Recorded at Woodinville’s fabled Bear Creek Studio, Bryan’s heartwrenching “Something in the Orange” became a streaming monster with little support from traditional country radio. Bryan, who doesn’t consider himself a country singer, has been one of music’s coolest breakout stories since being honorably discharged in 2021, immediately playing to throngs of fervent fans across the country. The Oklahoma native and former Whidbey Island resident was a blatant snub in the best new artist category, likely because he’s shown no interest in cozying up to the Nashville establishment.

Perfume Genius, the creative vehicle of Seattle/L.A. art-pop vet Mike Hadreas, was up for best alternative music performance for his cameo on Yeah Yeah Yeahs comeback single “Spitting Off the Edge of the World.” Instead, the prize went to buzzy U.K. band Wet Leg, one of the highlights at last summer’s THING festival, with their quirky indie-rock hit “Chaise Longue.”

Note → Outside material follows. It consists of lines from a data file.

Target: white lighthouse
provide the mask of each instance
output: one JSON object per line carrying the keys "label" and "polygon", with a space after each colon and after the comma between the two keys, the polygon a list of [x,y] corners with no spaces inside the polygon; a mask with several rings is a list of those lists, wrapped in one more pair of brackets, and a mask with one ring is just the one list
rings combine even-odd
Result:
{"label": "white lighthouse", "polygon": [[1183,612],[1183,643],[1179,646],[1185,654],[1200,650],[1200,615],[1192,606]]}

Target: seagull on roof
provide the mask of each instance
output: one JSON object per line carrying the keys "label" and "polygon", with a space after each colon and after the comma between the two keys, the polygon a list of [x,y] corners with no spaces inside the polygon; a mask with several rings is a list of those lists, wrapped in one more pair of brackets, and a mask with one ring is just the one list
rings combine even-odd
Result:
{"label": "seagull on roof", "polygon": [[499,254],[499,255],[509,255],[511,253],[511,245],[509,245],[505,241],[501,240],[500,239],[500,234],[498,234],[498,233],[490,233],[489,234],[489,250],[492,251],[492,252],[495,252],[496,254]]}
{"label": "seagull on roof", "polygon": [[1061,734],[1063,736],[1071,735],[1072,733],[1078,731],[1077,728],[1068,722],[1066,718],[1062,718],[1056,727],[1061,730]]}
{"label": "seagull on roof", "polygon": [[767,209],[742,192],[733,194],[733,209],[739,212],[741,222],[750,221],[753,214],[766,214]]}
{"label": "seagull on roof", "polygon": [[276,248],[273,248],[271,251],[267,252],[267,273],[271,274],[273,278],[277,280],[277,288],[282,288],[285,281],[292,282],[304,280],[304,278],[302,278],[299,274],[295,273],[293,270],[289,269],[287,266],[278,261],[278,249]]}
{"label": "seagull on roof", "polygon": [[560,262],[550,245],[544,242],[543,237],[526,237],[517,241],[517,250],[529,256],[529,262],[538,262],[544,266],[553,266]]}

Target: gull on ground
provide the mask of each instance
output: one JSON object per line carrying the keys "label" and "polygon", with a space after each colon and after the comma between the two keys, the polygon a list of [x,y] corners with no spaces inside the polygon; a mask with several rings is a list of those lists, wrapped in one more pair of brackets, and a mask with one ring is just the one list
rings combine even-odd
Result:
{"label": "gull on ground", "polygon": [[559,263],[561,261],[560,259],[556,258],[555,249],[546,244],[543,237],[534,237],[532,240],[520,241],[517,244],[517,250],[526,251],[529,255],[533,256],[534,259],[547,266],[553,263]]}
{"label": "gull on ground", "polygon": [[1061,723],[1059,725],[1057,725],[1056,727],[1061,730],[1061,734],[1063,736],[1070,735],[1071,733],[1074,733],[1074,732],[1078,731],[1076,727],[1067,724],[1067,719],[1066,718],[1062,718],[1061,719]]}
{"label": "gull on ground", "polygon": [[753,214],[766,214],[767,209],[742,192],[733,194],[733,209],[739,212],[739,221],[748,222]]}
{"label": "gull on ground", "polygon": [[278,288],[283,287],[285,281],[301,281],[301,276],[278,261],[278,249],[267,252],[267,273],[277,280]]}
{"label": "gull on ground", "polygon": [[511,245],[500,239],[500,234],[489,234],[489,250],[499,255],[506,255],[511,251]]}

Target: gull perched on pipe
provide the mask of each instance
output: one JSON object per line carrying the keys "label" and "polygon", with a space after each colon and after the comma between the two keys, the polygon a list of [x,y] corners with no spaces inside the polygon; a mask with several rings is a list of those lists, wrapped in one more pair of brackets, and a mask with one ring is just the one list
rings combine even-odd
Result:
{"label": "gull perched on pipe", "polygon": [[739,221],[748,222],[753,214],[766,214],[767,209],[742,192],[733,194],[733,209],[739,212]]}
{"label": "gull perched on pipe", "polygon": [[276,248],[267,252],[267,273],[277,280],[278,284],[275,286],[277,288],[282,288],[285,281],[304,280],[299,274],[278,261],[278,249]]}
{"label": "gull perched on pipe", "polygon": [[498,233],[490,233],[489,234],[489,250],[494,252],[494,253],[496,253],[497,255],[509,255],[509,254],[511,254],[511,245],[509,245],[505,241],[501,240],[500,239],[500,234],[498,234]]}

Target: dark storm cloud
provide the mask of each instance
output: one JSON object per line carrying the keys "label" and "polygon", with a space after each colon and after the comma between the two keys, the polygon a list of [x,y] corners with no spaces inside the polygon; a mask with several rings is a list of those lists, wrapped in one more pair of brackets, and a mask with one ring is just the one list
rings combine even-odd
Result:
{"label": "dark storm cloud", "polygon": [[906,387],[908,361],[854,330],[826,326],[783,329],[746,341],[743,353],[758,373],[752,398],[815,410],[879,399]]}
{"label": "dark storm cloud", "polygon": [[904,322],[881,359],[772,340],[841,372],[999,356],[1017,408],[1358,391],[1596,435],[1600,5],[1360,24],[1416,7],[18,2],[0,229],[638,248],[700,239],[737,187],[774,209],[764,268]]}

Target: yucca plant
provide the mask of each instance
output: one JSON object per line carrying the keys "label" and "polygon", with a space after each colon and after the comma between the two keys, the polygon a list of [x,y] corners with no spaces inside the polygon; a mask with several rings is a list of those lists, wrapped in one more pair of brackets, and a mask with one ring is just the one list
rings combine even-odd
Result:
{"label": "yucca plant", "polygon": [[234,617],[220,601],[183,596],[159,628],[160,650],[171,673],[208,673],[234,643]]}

Elsewhere, “Chloe and the 20th Century,” the latest album from former Seattleite and current Sub Pop star Father John Misty, was up for an engineering award, losing out to the crew that worked on Harry Styles’ “Harry’s House.” And Shawn Okpebholo’s “Lord, How Come Me Here?” featuring Lakewood-reared opera singer J’Nai Bridges, was unable to bring home the award for best classical solo vocal album.